Reliji  

Lebih Baik Menasihati Diri Sendiri Sebelum Menasihati Orang Lain

Dalam kehidupan sehari-hari, kita sering kali melihat orang lain melakukan kesalahan dan merasa terdorong untuk segera menasihati mereka. Namun, sebelum memberikan nasihat kepada orang lain, alangkah baiknya jika kita terlebih dahulu menasihati diri sendiri.

Mengapa ini penting? Karena menasihati diri sendiri adalah langkah awal menuju kejujuran, ketulusan, dan integritas dalam menyampaikan nasihat kepada orang lain.

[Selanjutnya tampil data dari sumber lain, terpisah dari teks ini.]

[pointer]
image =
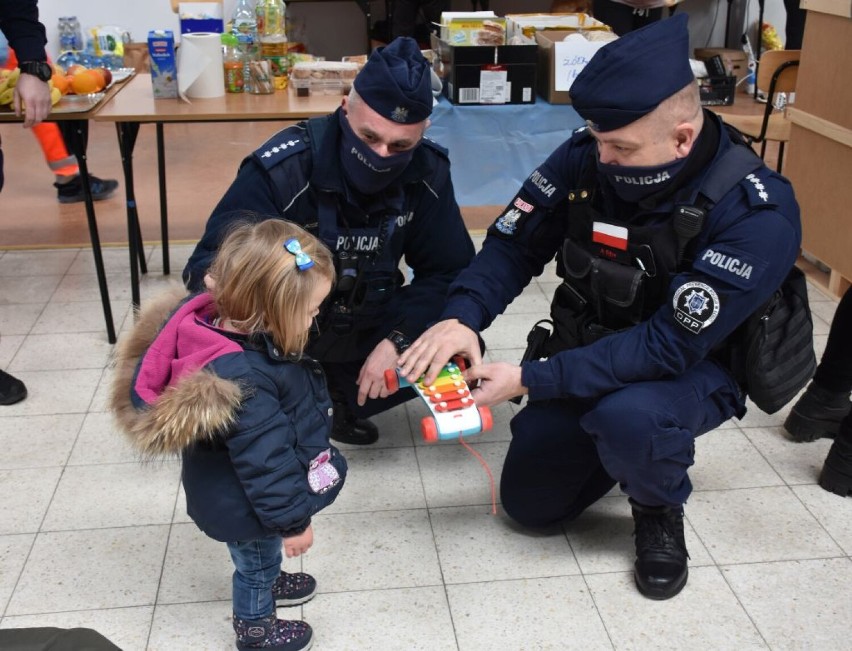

Ibnu Rajab Al-Hanbali dalam kitabnya Latha’iful Ma’arif (2000: 17-19) menekankan pentingnya introspeksi diri sebelum menasihati orang lain. Dalam kitab tersebut, beliau mengutip berbagai kisah dan ungkapan yang mengajarkan betapa pentingnya memperbaiki diri terlebih dahulu. Salah satu ungkapan yang terkenal adalah:

العَالِمُ الَّذِي لَا يَعْمَلُ بِعِلْمِهِ كَمِثْلِ الْمِصْبَاحِ يُضِيءُ لِلنَّاسِ وَيُحْرِقُ نَفْسَهُ.

“Ilmu yang tidak diamalkan oleh pemiliknya adalah seperti lampu yang menyinari orang lain tetapi membakar dirinya sendiri.”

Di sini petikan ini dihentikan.